(80)欲に染まった者
翌朝。
「アイシャ、おはよう。待たせた?」
「おはよう、ユウ。ううん、今来た」
いつも通り寮の玄関でアイシャと合流し、今日の講義を受けに向かう。
校舎までの道中、アイシャと話をしながらも周りを警戒してしまう。
昨日の奴らのせいだ。まあ流石に二日連続では起こらないだろう。
そう、思っていたのだが——
「ユウ、あれ、知り合い?」
「ん?」
アイシャが示した方を見ると、一人の暗い男がこちらを向いて立っている。
「……いや?」
「私の知り合いに男は二人しかいないし……闇堕ちしたクリスかな?」
「一晩で何があったんだよ、可哀相すぎるだろ」
……なんて冗談を言っているが、実際、気味が悪い。
昨日の四人のようなチャラチャラした雰囲気ではなく
もっとこう……陰湿というのだろうか?
とにかく挙動が「不審者」そのものだった。
「なにか?」
意を決して俺から声をかけた。
道に立たれていても邪魔だし。
「お前に要はねえよ」
「ええ……」
……アイシャのお客さんか。
「なに、私?」
「ああ。お前、アイシャだろ?」
「そうだけど」
なんだか随分と失礼な話しかけ方だな。
「お、お前、かわいいじゃんか」
「知ってるけど。ていうか、どこの誰?」
「し、知らねえの?同学年の、ザックだよ」
ザック……。
同学年というだけあって、確かに聞いたことのある名前だ。
「要件は?」
「お、お前さ。
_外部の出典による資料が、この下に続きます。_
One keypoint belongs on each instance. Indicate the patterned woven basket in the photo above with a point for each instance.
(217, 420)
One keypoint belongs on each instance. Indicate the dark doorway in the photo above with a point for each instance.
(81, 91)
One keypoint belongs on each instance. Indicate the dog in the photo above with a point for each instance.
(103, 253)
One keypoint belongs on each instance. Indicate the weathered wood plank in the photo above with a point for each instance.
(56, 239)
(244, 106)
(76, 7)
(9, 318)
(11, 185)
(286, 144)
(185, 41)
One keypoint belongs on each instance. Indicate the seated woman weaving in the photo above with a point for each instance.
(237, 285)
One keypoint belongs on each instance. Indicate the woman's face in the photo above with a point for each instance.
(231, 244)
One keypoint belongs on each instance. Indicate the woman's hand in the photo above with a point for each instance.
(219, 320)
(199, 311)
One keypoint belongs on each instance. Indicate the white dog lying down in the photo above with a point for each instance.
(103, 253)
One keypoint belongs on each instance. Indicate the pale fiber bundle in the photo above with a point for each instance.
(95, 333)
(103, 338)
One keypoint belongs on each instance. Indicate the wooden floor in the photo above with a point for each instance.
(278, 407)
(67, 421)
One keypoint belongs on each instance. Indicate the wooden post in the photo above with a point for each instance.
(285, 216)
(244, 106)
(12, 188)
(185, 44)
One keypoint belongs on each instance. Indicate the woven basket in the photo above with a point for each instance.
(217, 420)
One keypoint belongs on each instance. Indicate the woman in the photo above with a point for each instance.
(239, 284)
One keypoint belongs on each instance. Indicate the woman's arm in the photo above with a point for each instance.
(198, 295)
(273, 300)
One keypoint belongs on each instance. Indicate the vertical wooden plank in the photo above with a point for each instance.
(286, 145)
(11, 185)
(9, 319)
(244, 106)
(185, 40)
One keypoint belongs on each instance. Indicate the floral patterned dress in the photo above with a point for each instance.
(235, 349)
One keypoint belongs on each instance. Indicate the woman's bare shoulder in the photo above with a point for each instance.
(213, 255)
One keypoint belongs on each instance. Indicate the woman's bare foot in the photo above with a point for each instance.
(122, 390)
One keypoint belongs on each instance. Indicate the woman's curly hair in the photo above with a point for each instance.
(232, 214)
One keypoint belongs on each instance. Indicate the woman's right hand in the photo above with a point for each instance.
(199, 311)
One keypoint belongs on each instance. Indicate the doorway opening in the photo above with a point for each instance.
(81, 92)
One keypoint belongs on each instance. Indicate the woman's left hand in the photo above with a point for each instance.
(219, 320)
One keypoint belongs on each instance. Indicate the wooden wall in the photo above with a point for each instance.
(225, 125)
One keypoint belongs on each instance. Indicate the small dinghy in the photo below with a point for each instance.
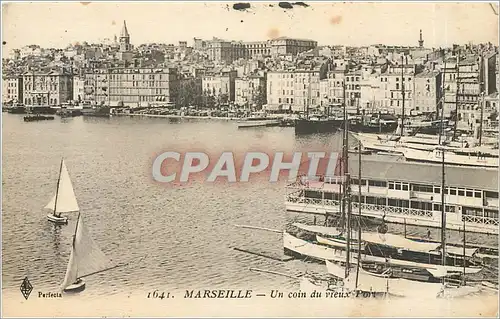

俺の女になれよ」
「は?」
今までアイシャが受けてきたナンパはすべて見ている。
けど、こんなに無礼な奴は初めてだ。
君、とかならまだしも、いきなりお前呼びだし。
なんなら「俺の女になれよ」なんて偉そうな言い方だし。
「嫌だよ、私はユウの女だもん」
——言い方!
「は? ユウって、こいつか? こんな奴より、俺の方がいいだろ?」
——イラっ‼
「はぁ? ふざけないでよ‼ いきなりお前とか、俺の女になれとか。あんたみたいな奴とユウを比べるのも嫌なくらいよ!」
昨日と比べると、今の彼女には明確な怒りの感情が見て取れる。
「なんだと! 黙れ! 黙れ! お前は黙ってやらせときゃいいんだよ‼」
「アイシャ、行こう」
これはダメだ。
こんな奴の前にアイシャを居させたくない。
俺はアイシャの手を引いてさっさと騎士校方面へ歩き出した。
しかし——
「待てよ!」
そいつはもう片方のアイシャの腕を掴んでまで俺たちを止めてきた。
「待てって!」
「や、やめてよ‼ 申し訳ないけど、あんた本当に気持ち悪いよ! 触らないで!」
——これはまずい。
声が震えている。アイシャは本当に怯えているんだ。
「だそうだ。すまないが、二度とアイシャに話しかけないでくれ」
俺はアイシャの腕からザックの腕を強引に払い、走って騎士校へ向かった。
最後に見たそいつの顔は、憎しみに染まった鬼のようだった。